Ballard from beyond: six of the famed author's redefinitions

J.G. Ballard, whose relevance never waned during his writing career, is perhaps more relevant since his passing in 2009. His latest book, Selected Nonfiction, 1962-2007 (The MIT Press, 2023), more than illustrates the claim. The chapter "Lists, Captions, and Glossaries" includes and excerpt called "Project for a Glossary of the Twentieth Century" from the 1992 book, Zone 6: Incorporations. Here are six of those terms:

Typewriter
It types us, encoding its own linear bias across the free space of the imagination.

In this one line, Ballard invokes the thought of Friedrich Nietzsche ("our writing tools are also working on our thoughts"), Marshall McLuhan (assembly line), and Harold Innis (biases of media). 

Telephone
A shrine to the desperate hope that one day the world will listen to us.

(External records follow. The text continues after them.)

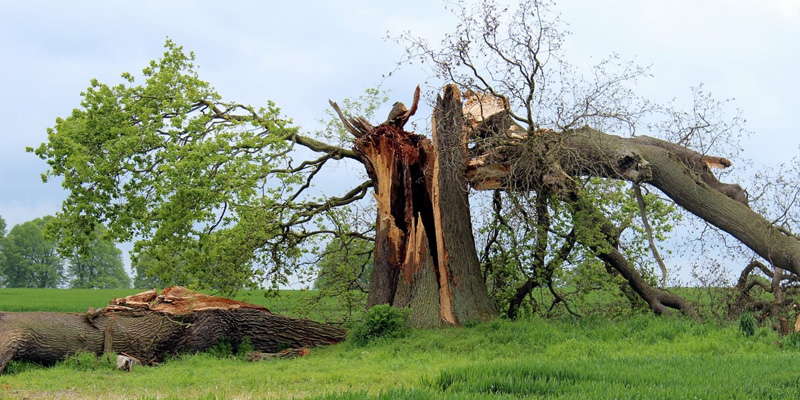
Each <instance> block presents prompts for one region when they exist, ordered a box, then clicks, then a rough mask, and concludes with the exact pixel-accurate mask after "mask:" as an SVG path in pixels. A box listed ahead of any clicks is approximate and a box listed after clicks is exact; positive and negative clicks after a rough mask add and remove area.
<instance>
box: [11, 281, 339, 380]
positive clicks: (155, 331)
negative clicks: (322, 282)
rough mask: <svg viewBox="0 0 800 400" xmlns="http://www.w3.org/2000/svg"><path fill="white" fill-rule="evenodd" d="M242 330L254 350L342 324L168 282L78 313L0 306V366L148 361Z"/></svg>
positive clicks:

We could apply the same sentiment to social media, huh? Is this thing on? Hello?

Science fiction
The body's dream of becoming a machine.

If only.

Prosthetics
The castration complex raised to the level of an art form.

How quaint, the missing pieces of this body. We can fix it.

Robotics
The moral degradation of the machine.

Perhaps one of his more famous aphorisms and more and more relevant today. 

Genocide
The economics of mass production applied to self-disgust.

Our hate of our own humanity is scalable.